Owens, 39, a former executive at Target Corp. and TCF Financial Corp., has corporate chops plus economic-development experience through several years as CEO of NEON. After two years at African American Leadership Forum, he has gained traction with stakeholders who want to see often-undercapitalized businesses flourish in inner-city neighborhoods and elsewhere.

Nearly 100 Black-owned Twin Cities businesses responded to a BBSC survey that revealed nearly two-thirds were struggling with depressed revenue, 40% struggling to pay bills and 20% in jeopardy of closing.

"There are probably 10,000 Black businesses in Minnesota," Owens said. "About 95% are sole proprietorships. They are in health and beauty, food, professional services, child care, retail and personal-care attendant businesses. We've connected some with capital of $5,000 to $10,000 as needed to help keep them afloat."

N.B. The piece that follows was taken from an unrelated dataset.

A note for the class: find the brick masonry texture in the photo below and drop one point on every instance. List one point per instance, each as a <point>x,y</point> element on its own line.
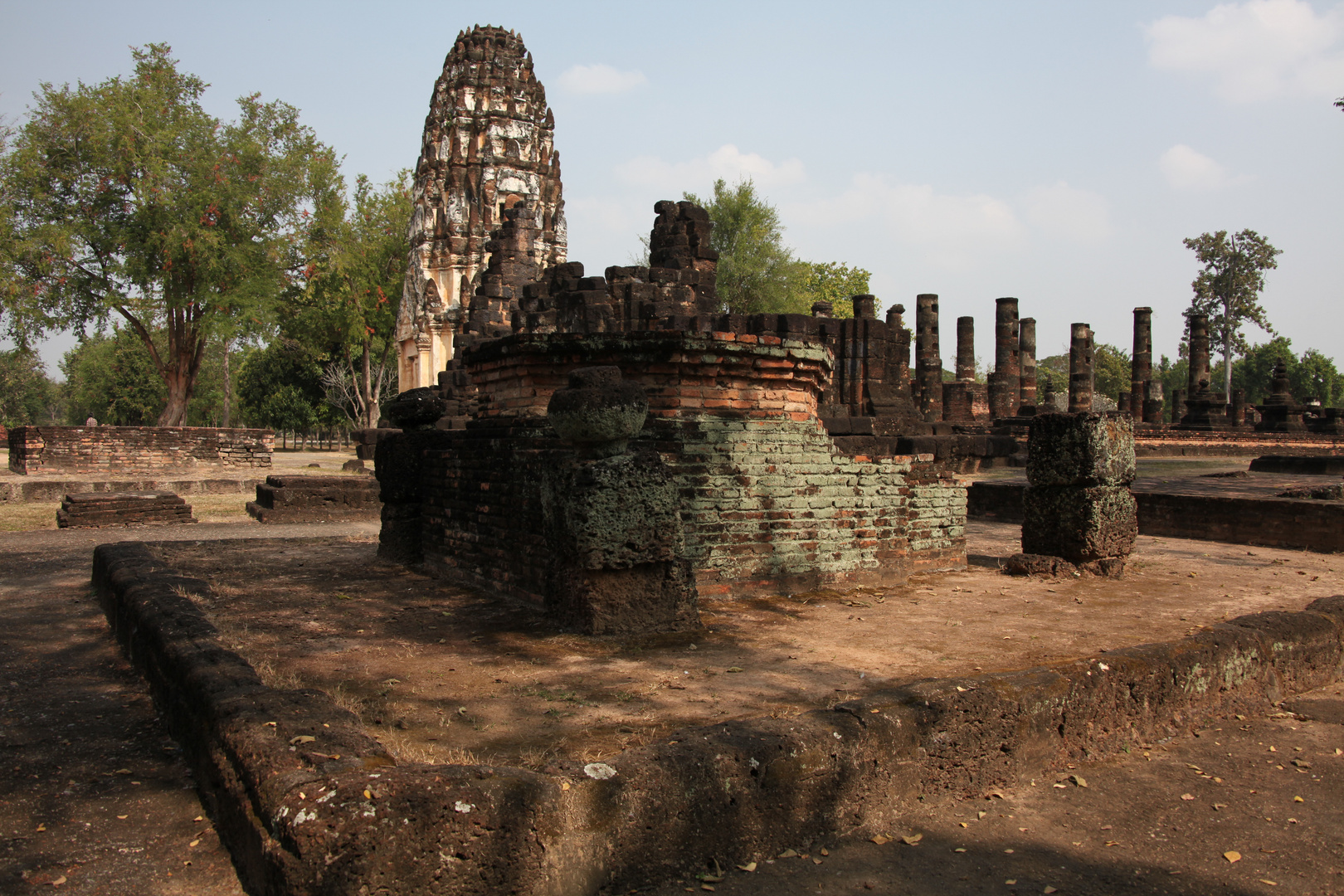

Research has revealed that Black-owned businesses typically are undercapitalized and had less access to banks and government guaranteed-loan programs. Small black-owned businesses failed at a disproportionately high rate during the first months of the pandemic, according to a study by the Federal Reserve Bank of New York.

The study found that in the counties across the country that have the highest concentration of Black businesses, the COVID shutdown hit hardest in terms of business declines and failures.

After an outcry in Congress last spring, smaller minority-owned businesses started to get more of their share of SBA payroll and disaster credit from banks, partly thanks to the work of nonprofit business counselors such as NDC, the Metropolitan Economic Development Association and NEON.

Traditional commercial lenders favored small businesses that were larger, such as car dealerships, for the so-called Payroll Protection Program loans. Congress eventually demanded that the SBA and its lending partners, which got up to 5% of the forgiveable-loan amounts in fees, open a dedicated lane for the smallest of small business.